I wish I could just sit and write without having to worry about and trying to figure out all the marketing that goes along with it and whether I am doing it right. I wish I did not have to scramble and scratch just to get a book published in this forum when it comes to covering the costs so I can put out a quality piece of work. I wish I would get an email or message saying, “Hey I’d like to interview you for my writer’s blog.” Even something, little like that would feel amazing and break up the monotony of this.
I wish I did not have to sit and waste so much time researching and reading about where and how I can promote my books and myself while knowing in the back of my mind I cannot afford to do anything when I do find a place that seems interesting and legit. I will not lie, sometimes I just say to hell with it because it’s like needing to fill your gas tank but only having ten bucks.
I wish I wish and I wish…maybe maybe maybe
Part of the writing business like any other is luck. Hell, a lot of it is luck. Nevertheless, how do I put myself in a place to make things happen? It’s one thing to hope for good luck, but it’s dangerous to plan on it. Sometimes though it feels like this business is so confusing and fragmented that luck is actually the most viable and realistic option.
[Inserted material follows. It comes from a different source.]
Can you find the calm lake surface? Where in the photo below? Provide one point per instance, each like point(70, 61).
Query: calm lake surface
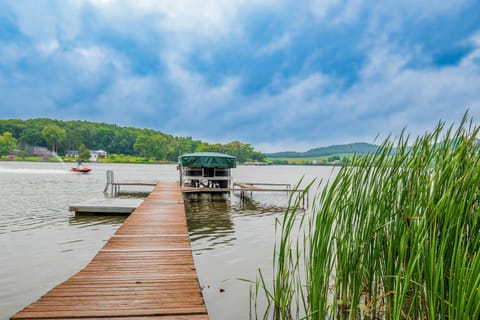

My next novel, All the Roads Home is set to be released this coming January. It is my second novel. You know what I haven’t done? I have not even taken the time to celebrate the fact I wrote my second book. I haven’t even taken the time to be properly proud of myself or even pat myself on the back for it. Why you may ask, well because I am so caught up in getting everything ready and in place for its release that I haven’t allowed myself the time to just sit back and appreciate what I have done. I guess in that respect I miss the naivety that I had when I published my first novel Running Northwest. When I didn’t know the business as well or the expectations. When I was just thrilled to have published my first novel before reality hit me as far as what came next.
So for now, I just sit and write and imagine my successes and failures past and future. I have another book that needs to be written and the purity of writing is the only thing that I can control at this point. But even then there are a hundred things in the back of my writer’s brain that seem to get in the way.